Hello Everyone,
Nice to see someone started this thread. I have implemented this strategy and result so far is decent. 85% of Expenses are now covered with dividend which is growing each year.
However, I just want to tell upfront that this strategy only make sense to people who are looking to get out of rat race and allocate more time to activities they like and have some time( which is substantially less that their regular job) for tracking Dividend growth portfolio. This might not create huge wealth like growth stocks. But it can give you time(which is very valuable) upfront.
Ironically all this year, I convinced myself that I will not get much capital appreciation and just get cash flow from dividends. But recently most of the dividend stocks have turned into growth stocks. E.g. CDSL,Infosys,RITES,SJVN, Tata Investment corp , IRFC etc. Off course some of them might just correct after market euphoria resides.
People mostly look at dividend yield which is not fair if someone wants to build Dividend growth portfolio. Most important thing is the consistency in paying out dividend. Second is increase of dividend in every 1 or 2 years. And this goes without saying that it should be quality company on all fundamental parameters such as Free cash flow, ROE etc.
With above in mind, sometimes yields might not be attractive at the beginning. But consider this as sapling which will yield good fruits in future (Which it does in my experience).

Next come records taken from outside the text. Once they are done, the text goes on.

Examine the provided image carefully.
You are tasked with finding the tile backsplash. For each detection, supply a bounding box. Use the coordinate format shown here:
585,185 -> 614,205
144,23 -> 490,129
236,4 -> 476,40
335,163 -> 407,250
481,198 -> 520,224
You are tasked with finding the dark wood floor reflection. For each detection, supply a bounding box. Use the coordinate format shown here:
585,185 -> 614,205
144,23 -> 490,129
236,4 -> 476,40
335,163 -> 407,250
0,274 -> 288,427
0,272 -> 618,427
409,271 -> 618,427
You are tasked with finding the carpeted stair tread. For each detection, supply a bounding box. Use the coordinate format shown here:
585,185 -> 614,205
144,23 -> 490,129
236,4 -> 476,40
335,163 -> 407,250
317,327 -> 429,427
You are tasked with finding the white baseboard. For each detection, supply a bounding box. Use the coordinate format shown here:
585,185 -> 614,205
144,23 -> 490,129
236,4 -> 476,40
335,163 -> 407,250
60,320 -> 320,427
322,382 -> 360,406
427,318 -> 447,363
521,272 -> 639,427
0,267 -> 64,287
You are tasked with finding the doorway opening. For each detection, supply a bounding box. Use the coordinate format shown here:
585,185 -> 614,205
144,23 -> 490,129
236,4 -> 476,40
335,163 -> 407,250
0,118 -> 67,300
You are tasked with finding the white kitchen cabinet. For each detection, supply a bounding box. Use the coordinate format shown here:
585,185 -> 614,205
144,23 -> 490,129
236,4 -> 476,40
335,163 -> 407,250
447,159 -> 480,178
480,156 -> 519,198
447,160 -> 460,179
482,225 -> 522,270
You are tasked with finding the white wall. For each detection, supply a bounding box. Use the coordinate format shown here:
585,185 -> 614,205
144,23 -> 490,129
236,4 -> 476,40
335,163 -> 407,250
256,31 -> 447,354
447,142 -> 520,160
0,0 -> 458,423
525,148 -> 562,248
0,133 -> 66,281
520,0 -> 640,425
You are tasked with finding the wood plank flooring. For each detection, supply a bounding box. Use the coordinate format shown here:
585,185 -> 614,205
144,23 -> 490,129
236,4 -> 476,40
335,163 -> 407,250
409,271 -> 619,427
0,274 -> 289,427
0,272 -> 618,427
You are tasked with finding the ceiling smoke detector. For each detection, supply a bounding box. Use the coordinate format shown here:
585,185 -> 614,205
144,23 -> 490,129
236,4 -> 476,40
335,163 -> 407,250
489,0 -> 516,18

There is no harm in looking at Dividend option of mutual funds if they are paying out regular dividend. I understand argument about NAV reduction and giving your moneyback. But in realty this doesn’t work like that. SEBI has mandated mutual funds to create corpus for their IDCW option. This means mutual funds need to do profit booking and park money in such corpus to pay out dividend. So in a way, they are doing that we would have done anyways which is book the profit and take our money at regular intervals.